You can also run Ollama models programmatically from Python.

mkdir running-llm-locally
cd running-llm-locally
python3 -m venv .venv
source .venv/bin/activate

Then create a simple script:

import ollama

model = 'llama3.2'

response = ollama.chat(model, messages=[{
    'role': 'user',
    'content': 'How to run LLM locally?'
}])

print(response)

That’s it. You now have a local LLM responding to prompts directly from Python.


Running LLMs with Hugging Face Transformers

Another powerful way to run local models is using the Hugging Face Transformers library.
Hugging Face hosts thousands of open-source models and datasets for NLP, vision, and multimodal tasks.

Step 1: Install Dependencies

mkdir running-llm-transformers
cd running-llm-transformers
python3 -m venv .venv
source .venv/bin/activate
pip install transformers torch

Step 2: Load and Run a Model

Here’s a minimal example using the Phi-3 Mini Instruct model from Microsoft:

from transformers import pipeline

model_path = 'microsoft/Phi-3-mini-4k-instruct'
generative_pipe = pipeline('text-generation', model=model_path, tokenizer=model_path)

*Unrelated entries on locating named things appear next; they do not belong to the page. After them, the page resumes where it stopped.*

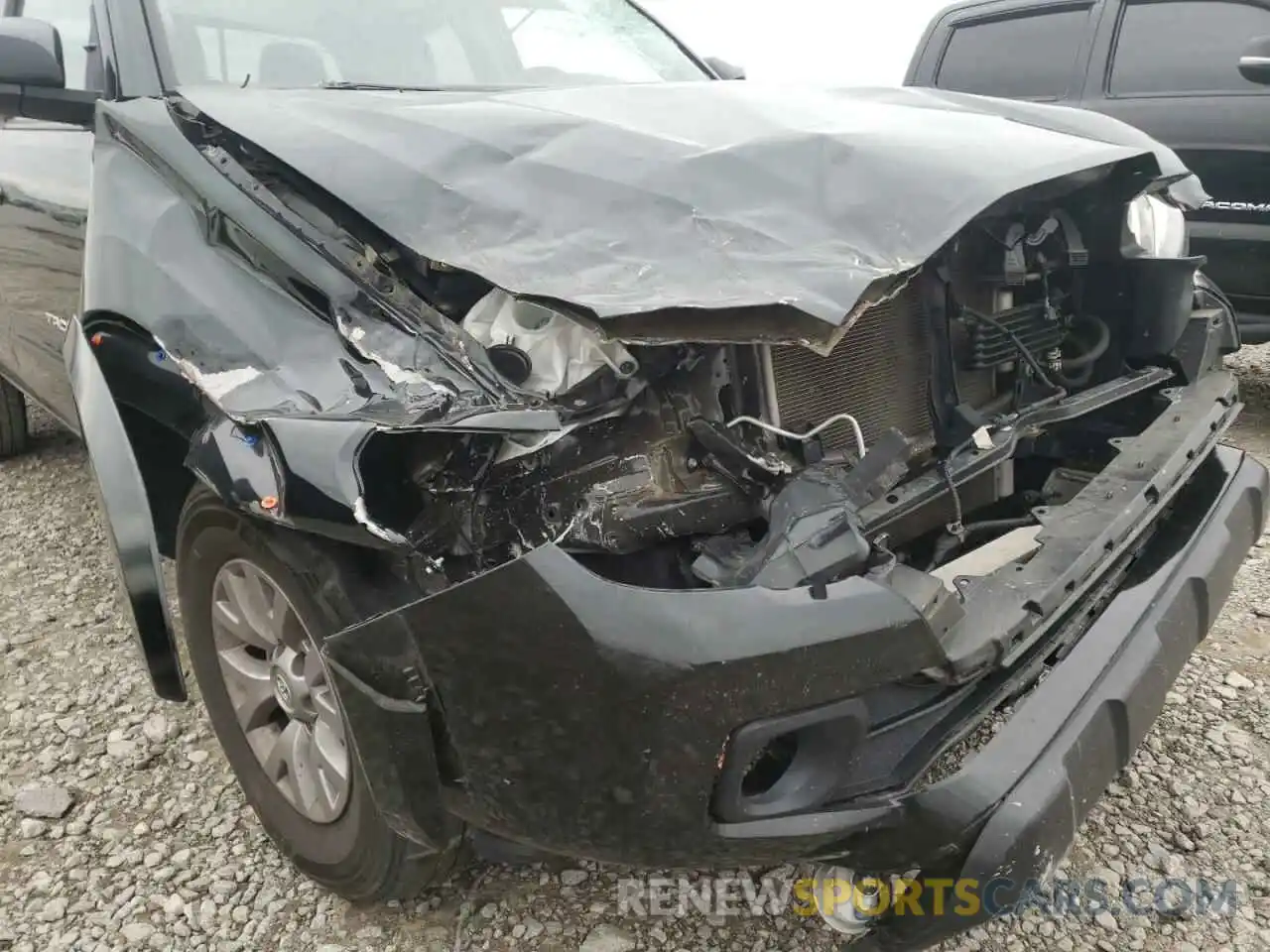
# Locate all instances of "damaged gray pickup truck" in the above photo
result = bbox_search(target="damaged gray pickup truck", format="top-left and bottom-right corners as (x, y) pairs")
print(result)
(0, 0), (1267, 949)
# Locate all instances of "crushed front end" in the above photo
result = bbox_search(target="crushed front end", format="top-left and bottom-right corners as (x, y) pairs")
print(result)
(131, 83), (1267, 948)
(315, 157), (1267, 948)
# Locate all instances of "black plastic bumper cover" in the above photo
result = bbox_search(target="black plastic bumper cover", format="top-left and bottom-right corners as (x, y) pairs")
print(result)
(848, 447), (1270, 951)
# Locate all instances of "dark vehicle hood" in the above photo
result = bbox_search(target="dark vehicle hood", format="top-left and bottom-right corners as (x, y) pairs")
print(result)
(181, 82), (1199, 327)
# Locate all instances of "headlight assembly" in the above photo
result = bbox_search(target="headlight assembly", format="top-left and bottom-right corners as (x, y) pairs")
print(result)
(1125, 195), (1188, 258)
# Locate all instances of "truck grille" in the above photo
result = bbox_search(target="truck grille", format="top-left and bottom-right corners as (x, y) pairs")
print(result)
(771, 285), (992, 454)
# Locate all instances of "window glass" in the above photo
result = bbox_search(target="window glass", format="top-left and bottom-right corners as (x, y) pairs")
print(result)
(1108, 0), (1270, 96)
(22, 0), (91, 89)
(156, 0), (710, 89)
(503, 6), (661, 82)
(935, 8), (1089, 99)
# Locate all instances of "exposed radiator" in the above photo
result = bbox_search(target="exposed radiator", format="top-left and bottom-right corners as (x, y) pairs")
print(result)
(771, 286), (992, 454)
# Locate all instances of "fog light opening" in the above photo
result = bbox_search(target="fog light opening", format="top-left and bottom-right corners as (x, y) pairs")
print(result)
(740, 734), (798, 797)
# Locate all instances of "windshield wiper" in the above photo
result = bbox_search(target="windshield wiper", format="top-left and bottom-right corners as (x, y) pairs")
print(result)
(318, 80), (445, 92)
(318, 80), (536, 92)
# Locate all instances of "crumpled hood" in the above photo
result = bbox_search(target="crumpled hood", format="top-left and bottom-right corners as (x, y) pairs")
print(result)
(181, 82), (1199, 326)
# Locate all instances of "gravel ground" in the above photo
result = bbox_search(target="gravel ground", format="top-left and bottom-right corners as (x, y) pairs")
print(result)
(0, 348), (1270, 952)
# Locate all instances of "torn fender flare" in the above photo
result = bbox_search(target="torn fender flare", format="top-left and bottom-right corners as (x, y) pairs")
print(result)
(63, 317), (187, 701)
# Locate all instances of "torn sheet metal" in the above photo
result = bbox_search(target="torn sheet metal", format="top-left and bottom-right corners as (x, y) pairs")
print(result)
(83, 99), (559, 431)
(181, 82), (1187, 339)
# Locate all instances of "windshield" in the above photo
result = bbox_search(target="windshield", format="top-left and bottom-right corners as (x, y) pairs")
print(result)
(154, 0), (708, 89)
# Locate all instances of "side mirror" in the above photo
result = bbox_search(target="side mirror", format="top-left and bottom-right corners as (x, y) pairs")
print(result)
(1239, 37), (1270, 85)
(0, 17), (99, 126)
(0, 17), (66, 89)
(704, 56), (745, 80)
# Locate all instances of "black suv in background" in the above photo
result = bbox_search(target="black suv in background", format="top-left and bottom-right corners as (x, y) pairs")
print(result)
(906, 0), (1270, 344)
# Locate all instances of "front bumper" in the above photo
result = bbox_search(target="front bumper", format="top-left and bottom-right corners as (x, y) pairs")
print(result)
(326, 378), (1270, 948)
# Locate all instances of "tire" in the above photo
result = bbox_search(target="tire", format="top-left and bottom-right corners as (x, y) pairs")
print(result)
(177, 486), (461, 902)
(0, 377), (27, 459)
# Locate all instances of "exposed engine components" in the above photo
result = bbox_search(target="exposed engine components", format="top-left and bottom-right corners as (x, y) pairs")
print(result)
(463, 289), (639, 398)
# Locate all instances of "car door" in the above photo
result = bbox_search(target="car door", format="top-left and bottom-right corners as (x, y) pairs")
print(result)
(1080, 0), (1270, 343)
(904, 0), (1102, 103)
(0, 0), (99, 429)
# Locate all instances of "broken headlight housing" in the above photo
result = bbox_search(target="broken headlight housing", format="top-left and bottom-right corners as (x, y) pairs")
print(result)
(1125, 195), (1189, 258)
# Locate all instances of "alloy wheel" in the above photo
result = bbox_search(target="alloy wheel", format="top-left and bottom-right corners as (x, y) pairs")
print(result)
(212, 558), (349, 824)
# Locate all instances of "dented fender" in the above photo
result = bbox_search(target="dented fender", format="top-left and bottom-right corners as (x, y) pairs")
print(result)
(63, 317), (187, 701)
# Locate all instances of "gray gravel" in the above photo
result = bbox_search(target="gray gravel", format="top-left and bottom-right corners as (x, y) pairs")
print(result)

prompt = "How to run LLM locally?"
response = generative_pipe(prompt, max_new_tokens=100)

print(response[0]['generated_text'])

This code downloads the model automatically (the first run might take a few minutes) and runs it locally for text generation.


Final Thoughts

Running LLMs locally gives you freedom, privacy, and control.
For heavy workloads, cloud-based models like GPT-5 or Claude 3.5 are unmatched.
But for everyday coding, lightweight writing, or offline experimentation, local models via Ollama or Hugging Face Transformers are practical, efficient, and surprisingly capable.

It’s easier than ever to get started. Just install, pull a model, and start chatting with your own AI right on your machine.